Professor Yumna Masarwa (Institute for American Universities, The American College of the Mediterranean) has just published an article related to Thanatic Ethicsin in the peer-reviewed journal Etudes sur la mort. It is entitled: “From “we are at war” to “they are martyrs”: Burial and Body Repatriation among Muslims during the Covid-19 Pandemic in Marseilles”.


Abstract:

Based on ethnographic research in Marseilles, which includes participant observation with Muslim death-care workers (undertakers and corpse washers), this article studies the performance of burials and body repatriation among Muslims (with a focus on Algerians) in Marseilles (France) during the Covid pandemic. It examines how bereaved Muslim families, Muslim funeral homes and the French Council for the Muslim Religion (CFCM) are adapting and reacting to new French government health regulations, especially those banning the ritual washing and shrouding of the corpse.

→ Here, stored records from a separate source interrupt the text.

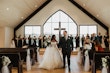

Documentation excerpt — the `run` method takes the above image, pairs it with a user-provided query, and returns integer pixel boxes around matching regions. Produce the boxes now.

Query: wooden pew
[92,52,110,73]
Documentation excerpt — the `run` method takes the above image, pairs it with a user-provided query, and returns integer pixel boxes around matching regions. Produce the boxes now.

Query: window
[44,10,77,40]
[80,25,97,36]
[25,26,41,37]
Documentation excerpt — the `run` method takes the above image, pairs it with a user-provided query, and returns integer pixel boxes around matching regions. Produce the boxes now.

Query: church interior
[0,0,110,73]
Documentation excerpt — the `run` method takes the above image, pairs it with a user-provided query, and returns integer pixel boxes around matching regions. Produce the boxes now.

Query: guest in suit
[33,36,37,47]
[38,36,42,48]
[59,31,73,71]
[14,35,18,47]
[23,36,27,46]
[97,32,102,44]
[75,34,79,48]
[94,40,104,51]
[81,35,85,47]
[18,35,22,48]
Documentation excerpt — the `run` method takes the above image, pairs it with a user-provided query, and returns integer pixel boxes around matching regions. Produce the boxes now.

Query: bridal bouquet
[2,56,11,66]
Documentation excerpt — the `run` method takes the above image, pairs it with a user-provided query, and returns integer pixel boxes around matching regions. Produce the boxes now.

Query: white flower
[2,56,11,66]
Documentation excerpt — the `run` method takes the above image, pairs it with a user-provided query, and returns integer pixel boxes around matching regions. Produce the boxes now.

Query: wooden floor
[12,55,101,73]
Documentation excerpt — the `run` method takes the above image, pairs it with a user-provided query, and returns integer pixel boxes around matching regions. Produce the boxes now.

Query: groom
[59,31,73,72]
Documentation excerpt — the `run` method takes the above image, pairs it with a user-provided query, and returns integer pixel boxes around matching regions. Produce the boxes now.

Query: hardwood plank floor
[12,55,101,73]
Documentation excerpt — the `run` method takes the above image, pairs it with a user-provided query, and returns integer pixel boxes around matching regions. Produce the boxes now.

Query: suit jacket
[59,37,73,53]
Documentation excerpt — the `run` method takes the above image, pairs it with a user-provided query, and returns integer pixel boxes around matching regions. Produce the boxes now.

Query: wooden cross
[54,22,65,39]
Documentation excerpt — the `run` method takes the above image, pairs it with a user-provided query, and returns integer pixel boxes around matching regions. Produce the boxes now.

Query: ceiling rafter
[14,0,52,36]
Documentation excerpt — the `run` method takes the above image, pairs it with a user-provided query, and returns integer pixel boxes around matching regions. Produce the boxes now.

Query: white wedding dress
[39,42,63,70]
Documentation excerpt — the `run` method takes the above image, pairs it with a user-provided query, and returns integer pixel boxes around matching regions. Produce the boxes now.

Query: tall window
[44,10,77,40]
[80,25,97,36]
[25,26,41,37]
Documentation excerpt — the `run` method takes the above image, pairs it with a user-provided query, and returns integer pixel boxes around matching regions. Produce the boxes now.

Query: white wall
[5,27,14,47]
[0,27,13,48]
[0,27,5,48]
[16,0,105,36]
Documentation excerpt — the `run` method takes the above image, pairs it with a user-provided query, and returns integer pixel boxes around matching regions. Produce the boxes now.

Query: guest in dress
[39,35,63,70]
[33,36,37,47]
[81,35,85,47]
[23,36,27,46]
[38,35,42,48]
[104,33,109,51]
[97,32,102,44]
[75,34,79,48]
[10,38,16,48]
[94,40,104,51]
[18,35,22,48]
[28,35,32,47]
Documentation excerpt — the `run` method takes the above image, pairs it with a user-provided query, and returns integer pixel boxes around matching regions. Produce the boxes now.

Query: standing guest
[33,36,37,47]
[86,33,90,38]
[75,34,79,48]
[10,38,16,48]
[70,35,74,50]
[28,35,32,47]
[43,35,47,48]
[38,35,42,48]
[14,35,18,47]
[23,36,27,46]
[94,40,104,51]
[18,35,22,48]
[81,35,85,47]
[59,31,73,72]
[104,33,109,51]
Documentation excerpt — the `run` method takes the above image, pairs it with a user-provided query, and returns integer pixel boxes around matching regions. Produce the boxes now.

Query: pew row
[92,52,110,73]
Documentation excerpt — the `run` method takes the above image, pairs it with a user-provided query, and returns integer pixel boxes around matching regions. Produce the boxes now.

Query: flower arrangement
[2,56,11,66]
[102,56,110,68]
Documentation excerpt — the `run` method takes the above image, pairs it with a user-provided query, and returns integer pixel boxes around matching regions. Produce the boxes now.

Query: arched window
[44,10,77,40]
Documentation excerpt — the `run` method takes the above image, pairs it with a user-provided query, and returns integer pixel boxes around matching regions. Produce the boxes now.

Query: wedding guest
[18,35,22,48]
[81,35,85,47]
[38,35,42,48]
[33,36,37,47]
[104,33,109,51]
[10,38,16,48]
[23,36,27,46]
[75,34,79,48]
[97,32,102,44]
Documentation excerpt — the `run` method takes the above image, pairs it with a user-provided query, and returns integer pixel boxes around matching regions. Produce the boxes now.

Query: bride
[39,35,63,70]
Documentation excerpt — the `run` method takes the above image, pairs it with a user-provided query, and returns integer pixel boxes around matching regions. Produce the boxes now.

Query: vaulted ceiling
[0,0,110,28]
[0,0,46,27]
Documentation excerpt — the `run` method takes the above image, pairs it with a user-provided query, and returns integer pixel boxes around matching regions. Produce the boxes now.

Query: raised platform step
[39,48,78,55]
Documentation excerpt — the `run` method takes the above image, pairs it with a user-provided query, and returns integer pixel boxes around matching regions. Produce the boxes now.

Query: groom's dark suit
[59,37,73,68]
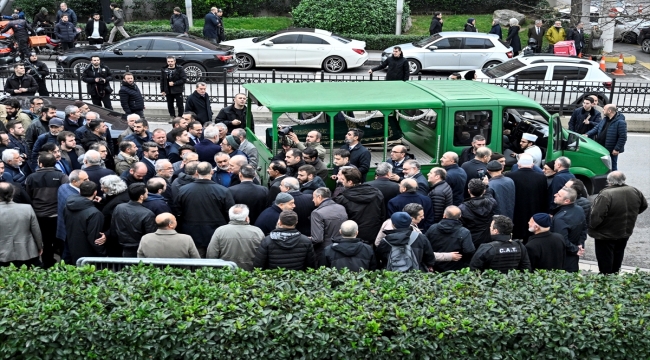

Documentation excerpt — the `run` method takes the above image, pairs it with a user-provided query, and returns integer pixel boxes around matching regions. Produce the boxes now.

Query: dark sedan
[56,33,237,82]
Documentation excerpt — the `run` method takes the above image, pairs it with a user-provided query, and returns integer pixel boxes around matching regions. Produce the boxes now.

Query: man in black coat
[368,46,411,81]
[551,188,587,272]
[506,154,548,241]
[64,181,106,264]
[185,82,212,125]
[81,56,113,110]
[4,63,38,96]
[120,72,144,119]
[526,213,566,270]
[228,165,269,224]
[160,56,186,117]
[176,162,235,258]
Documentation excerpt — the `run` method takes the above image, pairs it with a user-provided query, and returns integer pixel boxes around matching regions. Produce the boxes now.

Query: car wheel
[483,61,501,70]
[408,59,422,75]
[184,63,205,84]
[323,56,347,73]
[641,39,650,54]
[70,59,90,77]
[237,54,255,70]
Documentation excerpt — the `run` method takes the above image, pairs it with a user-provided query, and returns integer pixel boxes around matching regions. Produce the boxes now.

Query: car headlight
[600,155,612,170]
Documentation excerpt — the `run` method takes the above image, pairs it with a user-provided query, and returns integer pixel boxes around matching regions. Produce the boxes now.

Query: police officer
[25,52,50,96]
[469,215,531,273]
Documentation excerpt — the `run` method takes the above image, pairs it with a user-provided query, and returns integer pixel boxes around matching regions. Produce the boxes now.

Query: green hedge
[0,266,650,360]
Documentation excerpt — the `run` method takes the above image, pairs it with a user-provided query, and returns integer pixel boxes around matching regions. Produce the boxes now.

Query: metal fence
[0,67,650,114]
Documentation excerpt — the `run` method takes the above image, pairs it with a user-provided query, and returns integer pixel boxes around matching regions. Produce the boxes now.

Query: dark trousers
[90,94,113,110]
[595,238,629,275]
[37,216,63,269]
[166,94,185,117]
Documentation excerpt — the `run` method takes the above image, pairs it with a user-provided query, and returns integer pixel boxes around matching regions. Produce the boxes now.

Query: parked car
[221,29,368,73]
[381,31,513,75]
[56,33,237,82]
[636,27,650,54]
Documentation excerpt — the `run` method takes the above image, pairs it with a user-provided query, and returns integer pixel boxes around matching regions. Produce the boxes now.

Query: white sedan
[222,29,368,73]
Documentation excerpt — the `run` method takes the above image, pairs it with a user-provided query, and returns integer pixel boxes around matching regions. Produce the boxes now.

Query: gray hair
[281,177,300,191]
[607,171,625,185]
[84,150,102,166]
[65,105,79,115]
[203,126,219,139]
[228,204,250,221]
[99,175,128,196]
[375,162,393,176]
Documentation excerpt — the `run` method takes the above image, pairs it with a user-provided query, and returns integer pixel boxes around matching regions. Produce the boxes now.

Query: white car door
[257,34,300,67]
[296,34,332,68]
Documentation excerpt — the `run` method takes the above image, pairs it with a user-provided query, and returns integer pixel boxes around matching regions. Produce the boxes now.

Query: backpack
[384,231,420,272]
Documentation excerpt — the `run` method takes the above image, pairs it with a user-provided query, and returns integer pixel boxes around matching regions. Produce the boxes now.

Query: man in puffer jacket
[120,72,144,118]
[253,211,316,270]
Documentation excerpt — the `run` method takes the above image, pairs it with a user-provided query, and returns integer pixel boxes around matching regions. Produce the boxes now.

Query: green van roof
[244,80,539,113]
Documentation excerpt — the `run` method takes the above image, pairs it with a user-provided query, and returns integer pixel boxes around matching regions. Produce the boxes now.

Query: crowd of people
[0,94,647,274]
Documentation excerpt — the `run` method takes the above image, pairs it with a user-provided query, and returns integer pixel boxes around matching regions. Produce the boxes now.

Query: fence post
[560,76,566,117]
[76,67,83,100]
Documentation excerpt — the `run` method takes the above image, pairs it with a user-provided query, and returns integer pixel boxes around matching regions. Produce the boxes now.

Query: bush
[0,266,650,360]
[291,0,410,34]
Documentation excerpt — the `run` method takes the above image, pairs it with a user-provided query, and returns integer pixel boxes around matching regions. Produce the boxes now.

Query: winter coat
[120,81,144,115]
[310,199,348,259]
[386,192,433,231]
[0,201,43,263]
[505,168,548,240]
[569,106,603,134]
[206,220,264,271]
[176,179,235,248]
[425,219,476,272]
[138,229,201,259]
[427,181,454,224]
[589,185,648,240]
[169,14,190,34]
[587,112,627,153]
[4,73,38,96]
[54,21,77,42]
[444,164,467,206]
[334,184,386,244]
[25,167,68,217]
[506,26,521,53]
[459,196,497,248]
[377,228,436,272]
[228,180,269,224]
[526,231,566,270]
[319,238,377,271]
[185,90,212,124]
[429,16,443,35]
[488,175,515,219]
[111,200,157,248]
[253,228,316,270]
[81,63,113,97]
[64,195,106,264]
[160,64,187,95]
[372,54,411,81]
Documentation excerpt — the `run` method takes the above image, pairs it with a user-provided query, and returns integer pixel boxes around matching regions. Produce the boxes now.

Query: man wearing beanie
[526,213,566,270]
[377,211,436,272]
[255,193,294,236]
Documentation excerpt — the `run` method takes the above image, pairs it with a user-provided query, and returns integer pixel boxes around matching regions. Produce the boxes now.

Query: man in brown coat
[138,213,201,259]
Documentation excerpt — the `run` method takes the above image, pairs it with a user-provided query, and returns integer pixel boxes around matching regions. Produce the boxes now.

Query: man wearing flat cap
[526,213,566,270]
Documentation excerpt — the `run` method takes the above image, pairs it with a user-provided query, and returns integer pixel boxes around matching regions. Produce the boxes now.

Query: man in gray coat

I argue that the harsh reality of banning body repatriation, banning the ritual washing and shrouding of the corpse, the shortage of Islamic burial grounds in French cemeteries, and most importantly the urgency to comfort the bereaved Muslim families led the CFCM to declare Muslims who died of the coronavirus as “martyrs.


Keywords: funeral rites, ritual washing, body repatriation, French Muslims, Marseilles, covid-19.


Reference:

“From “we are at war” to “they are martyrs”: Burial and Body Repatriation among Muslims during the Covid-19 Pandemic in Marseilles,” Etudes Sur La Mort 158 (2022), pp. 55-69.